L’attaque initiale allemande

Dès janvier 1916, des aviateurs français avaient détecté des préparatifs allemands pour l’offensive de Verdun, et le 11 février 1916, un officier de renseignement français découvrit un regroupement de troupes allemandes sur la rive droite de la Meuse. Comme les commandants français étaient presque exclusivement concentrés sur leurs propres plans d’offensive, leurs efforts hâtifs pour renforcer les défenses de Verdun étaient presque trop tard. Au cours des dix jours suivants, des milliers d’hommes et des dizaines de canons ont été déplacés vers Verdun pour s’opposer à l’attaque allemande attendue.
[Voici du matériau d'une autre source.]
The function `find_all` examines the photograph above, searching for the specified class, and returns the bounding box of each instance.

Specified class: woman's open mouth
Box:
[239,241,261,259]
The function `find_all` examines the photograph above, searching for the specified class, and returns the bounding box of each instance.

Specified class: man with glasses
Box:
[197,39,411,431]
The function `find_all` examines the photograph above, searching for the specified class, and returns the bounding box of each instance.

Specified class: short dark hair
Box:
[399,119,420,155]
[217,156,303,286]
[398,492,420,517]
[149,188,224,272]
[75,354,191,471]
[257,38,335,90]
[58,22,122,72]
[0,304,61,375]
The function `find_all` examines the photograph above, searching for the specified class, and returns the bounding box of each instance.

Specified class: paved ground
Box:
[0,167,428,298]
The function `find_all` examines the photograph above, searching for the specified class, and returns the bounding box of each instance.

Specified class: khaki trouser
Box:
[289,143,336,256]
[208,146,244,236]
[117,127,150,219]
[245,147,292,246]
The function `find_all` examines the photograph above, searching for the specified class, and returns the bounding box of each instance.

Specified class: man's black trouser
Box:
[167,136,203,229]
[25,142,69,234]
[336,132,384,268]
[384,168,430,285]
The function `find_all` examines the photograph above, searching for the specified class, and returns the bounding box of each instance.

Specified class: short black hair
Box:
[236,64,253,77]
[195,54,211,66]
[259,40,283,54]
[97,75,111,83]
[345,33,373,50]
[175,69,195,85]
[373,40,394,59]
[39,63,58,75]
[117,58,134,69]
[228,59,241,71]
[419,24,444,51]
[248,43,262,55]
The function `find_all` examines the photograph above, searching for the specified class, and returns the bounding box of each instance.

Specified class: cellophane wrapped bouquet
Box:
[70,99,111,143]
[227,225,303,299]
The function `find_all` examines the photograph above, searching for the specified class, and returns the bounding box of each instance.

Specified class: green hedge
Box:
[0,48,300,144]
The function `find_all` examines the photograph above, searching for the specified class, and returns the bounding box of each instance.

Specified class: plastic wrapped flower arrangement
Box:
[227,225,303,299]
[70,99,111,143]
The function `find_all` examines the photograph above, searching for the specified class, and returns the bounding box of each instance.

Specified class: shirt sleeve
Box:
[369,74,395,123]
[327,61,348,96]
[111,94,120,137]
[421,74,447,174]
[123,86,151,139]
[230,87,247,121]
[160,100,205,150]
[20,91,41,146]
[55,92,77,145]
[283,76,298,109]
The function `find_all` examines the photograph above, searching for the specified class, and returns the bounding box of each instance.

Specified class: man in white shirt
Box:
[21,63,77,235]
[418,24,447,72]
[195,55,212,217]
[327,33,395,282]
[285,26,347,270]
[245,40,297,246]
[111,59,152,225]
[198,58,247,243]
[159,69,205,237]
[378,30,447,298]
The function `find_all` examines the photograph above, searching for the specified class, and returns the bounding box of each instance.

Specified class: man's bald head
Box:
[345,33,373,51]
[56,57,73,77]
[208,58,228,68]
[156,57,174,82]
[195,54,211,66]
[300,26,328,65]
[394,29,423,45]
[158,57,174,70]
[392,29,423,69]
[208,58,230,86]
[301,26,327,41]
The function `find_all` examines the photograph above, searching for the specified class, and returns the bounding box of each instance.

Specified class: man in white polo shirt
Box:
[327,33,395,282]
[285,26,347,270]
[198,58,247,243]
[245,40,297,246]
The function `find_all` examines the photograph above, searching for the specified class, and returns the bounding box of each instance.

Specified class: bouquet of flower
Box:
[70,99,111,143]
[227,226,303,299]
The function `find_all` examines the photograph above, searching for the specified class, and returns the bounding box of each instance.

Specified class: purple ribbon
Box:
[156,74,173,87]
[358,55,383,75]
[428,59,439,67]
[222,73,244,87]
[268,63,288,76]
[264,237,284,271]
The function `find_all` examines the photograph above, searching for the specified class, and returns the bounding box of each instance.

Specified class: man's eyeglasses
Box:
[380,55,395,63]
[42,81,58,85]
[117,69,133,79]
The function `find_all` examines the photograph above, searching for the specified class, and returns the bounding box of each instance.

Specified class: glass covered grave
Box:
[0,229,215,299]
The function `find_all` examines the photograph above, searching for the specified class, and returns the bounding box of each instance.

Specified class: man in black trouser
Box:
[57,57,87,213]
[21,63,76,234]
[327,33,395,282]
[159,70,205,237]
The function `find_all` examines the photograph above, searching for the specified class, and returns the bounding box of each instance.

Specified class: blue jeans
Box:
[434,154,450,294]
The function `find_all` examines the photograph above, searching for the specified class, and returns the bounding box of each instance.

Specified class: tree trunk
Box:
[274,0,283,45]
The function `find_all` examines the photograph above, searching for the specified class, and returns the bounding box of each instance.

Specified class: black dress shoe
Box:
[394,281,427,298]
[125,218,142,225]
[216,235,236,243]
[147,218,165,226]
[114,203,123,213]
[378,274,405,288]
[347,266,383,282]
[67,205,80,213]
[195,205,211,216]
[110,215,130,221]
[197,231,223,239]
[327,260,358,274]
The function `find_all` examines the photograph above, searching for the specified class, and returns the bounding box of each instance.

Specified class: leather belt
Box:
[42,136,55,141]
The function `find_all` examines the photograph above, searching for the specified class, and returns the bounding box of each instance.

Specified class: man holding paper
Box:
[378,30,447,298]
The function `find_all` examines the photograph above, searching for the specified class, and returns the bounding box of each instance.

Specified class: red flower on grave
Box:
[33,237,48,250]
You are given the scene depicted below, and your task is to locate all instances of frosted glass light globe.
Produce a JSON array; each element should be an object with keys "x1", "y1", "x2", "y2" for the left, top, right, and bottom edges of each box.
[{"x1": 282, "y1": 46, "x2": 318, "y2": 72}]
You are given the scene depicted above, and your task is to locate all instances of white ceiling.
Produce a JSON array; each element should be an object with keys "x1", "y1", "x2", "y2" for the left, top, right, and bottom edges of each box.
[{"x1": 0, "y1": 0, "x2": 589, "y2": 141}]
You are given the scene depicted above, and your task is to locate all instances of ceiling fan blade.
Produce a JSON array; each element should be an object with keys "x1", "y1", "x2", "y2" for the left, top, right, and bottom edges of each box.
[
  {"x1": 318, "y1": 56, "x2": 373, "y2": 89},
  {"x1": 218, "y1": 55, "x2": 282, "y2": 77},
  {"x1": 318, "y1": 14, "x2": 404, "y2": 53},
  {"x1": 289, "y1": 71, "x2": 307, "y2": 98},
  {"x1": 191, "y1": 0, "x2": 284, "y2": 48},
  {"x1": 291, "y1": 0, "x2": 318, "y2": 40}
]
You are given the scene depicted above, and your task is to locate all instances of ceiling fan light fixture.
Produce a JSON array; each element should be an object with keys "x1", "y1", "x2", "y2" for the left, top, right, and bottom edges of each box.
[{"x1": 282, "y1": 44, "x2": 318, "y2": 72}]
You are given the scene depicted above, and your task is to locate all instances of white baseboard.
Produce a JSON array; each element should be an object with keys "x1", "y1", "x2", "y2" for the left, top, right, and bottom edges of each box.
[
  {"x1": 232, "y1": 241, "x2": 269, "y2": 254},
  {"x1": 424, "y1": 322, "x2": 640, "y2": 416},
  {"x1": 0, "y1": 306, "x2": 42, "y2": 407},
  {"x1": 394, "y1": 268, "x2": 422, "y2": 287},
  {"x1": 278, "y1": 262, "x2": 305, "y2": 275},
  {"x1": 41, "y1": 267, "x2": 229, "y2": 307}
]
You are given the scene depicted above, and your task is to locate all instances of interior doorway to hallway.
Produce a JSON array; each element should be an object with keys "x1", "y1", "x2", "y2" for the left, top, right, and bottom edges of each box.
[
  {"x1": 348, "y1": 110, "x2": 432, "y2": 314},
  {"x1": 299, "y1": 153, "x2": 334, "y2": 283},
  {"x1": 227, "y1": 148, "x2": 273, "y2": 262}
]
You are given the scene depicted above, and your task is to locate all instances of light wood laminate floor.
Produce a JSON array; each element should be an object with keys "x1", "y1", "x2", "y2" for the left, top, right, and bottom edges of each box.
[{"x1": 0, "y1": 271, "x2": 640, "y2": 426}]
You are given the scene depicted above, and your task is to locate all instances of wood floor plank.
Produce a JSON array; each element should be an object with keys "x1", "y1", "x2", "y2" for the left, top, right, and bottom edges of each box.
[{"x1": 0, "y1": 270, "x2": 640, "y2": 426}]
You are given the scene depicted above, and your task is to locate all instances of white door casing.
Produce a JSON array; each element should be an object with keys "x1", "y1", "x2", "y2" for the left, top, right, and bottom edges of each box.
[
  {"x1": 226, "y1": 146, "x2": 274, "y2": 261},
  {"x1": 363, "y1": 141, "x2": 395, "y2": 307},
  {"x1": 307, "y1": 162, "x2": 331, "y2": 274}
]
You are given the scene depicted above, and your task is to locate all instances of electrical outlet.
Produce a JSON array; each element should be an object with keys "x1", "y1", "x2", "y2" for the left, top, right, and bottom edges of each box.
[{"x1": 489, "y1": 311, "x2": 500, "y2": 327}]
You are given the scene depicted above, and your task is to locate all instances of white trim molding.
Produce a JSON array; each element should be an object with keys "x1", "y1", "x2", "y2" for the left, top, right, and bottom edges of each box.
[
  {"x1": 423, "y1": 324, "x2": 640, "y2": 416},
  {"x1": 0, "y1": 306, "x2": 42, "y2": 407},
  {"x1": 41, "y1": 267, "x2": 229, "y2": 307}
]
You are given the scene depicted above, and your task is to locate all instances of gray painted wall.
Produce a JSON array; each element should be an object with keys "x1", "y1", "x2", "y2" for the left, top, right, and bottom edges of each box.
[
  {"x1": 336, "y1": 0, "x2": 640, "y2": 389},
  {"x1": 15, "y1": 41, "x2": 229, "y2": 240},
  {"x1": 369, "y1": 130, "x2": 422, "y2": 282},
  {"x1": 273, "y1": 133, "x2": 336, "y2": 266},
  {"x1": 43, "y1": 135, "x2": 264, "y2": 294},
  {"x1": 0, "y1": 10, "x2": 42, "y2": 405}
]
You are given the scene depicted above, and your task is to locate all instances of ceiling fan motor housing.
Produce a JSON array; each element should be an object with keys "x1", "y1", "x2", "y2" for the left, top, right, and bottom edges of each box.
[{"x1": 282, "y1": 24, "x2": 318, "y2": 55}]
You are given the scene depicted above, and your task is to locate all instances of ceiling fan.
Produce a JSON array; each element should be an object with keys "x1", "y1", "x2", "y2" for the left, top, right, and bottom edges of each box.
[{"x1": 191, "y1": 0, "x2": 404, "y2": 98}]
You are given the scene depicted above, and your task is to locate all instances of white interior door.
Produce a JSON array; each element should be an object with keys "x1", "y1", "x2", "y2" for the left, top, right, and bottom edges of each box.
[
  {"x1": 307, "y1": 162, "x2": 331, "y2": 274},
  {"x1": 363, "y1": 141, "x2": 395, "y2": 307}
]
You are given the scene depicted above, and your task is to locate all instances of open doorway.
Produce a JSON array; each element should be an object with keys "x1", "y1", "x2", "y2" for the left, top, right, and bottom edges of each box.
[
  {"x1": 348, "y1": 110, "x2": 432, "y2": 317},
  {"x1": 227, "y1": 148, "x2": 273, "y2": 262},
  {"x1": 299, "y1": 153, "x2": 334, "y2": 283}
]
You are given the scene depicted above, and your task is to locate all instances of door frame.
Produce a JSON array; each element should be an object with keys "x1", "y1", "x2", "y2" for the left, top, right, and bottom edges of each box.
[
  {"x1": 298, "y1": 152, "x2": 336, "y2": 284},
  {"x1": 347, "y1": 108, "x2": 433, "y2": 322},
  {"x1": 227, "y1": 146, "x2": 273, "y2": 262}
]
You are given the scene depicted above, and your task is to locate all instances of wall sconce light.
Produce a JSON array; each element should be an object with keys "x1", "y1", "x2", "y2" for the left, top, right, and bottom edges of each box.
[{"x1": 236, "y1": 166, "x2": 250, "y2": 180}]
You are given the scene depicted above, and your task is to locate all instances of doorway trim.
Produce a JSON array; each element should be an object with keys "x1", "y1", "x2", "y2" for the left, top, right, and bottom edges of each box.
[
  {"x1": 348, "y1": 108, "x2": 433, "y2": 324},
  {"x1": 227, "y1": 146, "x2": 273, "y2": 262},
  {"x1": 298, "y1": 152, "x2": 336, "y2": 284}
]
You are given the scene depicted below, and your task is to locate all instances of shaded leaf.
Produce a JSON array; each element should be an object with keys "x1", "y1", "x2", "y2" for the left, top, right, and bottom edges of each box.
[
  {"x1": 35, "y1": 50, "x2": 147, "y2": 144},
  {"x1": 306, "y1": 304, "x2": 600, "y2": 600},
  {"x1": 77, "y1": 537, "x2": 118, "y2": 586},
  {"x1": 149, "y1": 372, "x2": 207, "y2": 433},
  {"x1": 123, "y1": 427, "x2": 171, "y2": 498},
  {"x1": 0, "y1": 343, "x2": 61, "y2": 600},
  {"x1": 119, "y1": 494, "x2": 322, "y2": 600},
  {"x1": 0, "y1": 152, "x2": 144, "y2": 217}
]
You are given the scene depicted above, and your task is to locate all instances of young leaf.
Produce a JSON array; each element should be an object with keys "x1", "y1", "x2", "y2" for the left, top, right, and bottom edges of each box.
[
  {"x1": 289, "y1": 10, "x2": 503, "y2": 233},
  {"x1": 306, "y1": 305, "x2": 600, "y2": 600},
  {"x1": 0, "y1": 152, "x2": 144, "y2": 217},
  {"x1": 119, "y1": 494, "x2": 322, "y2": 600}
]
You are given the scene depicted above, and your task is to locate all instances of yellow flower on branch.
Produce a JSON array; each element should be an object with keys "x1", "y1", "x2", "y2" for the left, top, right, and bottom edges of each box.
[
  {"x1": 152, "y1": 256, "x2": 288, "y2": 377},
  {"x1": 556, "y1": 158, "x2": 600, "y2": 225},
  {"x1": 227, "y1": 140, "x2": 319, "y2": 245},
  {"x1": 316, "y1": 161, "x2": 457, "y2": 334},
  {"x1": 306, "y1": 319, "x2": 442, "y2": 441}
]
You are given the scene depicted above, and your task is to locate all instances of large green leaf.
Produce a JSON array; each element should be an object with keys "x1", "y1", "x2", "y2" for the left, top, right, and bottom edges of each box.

Confrontés à un défi logistique de taille – les principales lignes ferroviaires menant à Verdun ont été coupées ou subissent un barrage constant de l’artillerie allemande – les officiers français organisent une chaîne d’approvisionnement motorisée d’une ampleur sans précédent, transportant hommes et matériel vers le front dans une flotte de plus de 3 000 camions. La route de terre de 57 km reliant la tête de ligne de Bar-le-Duc à Verdun est connue sous le nom de Voie Sacrée pour son rôle essentiel dans la défense française.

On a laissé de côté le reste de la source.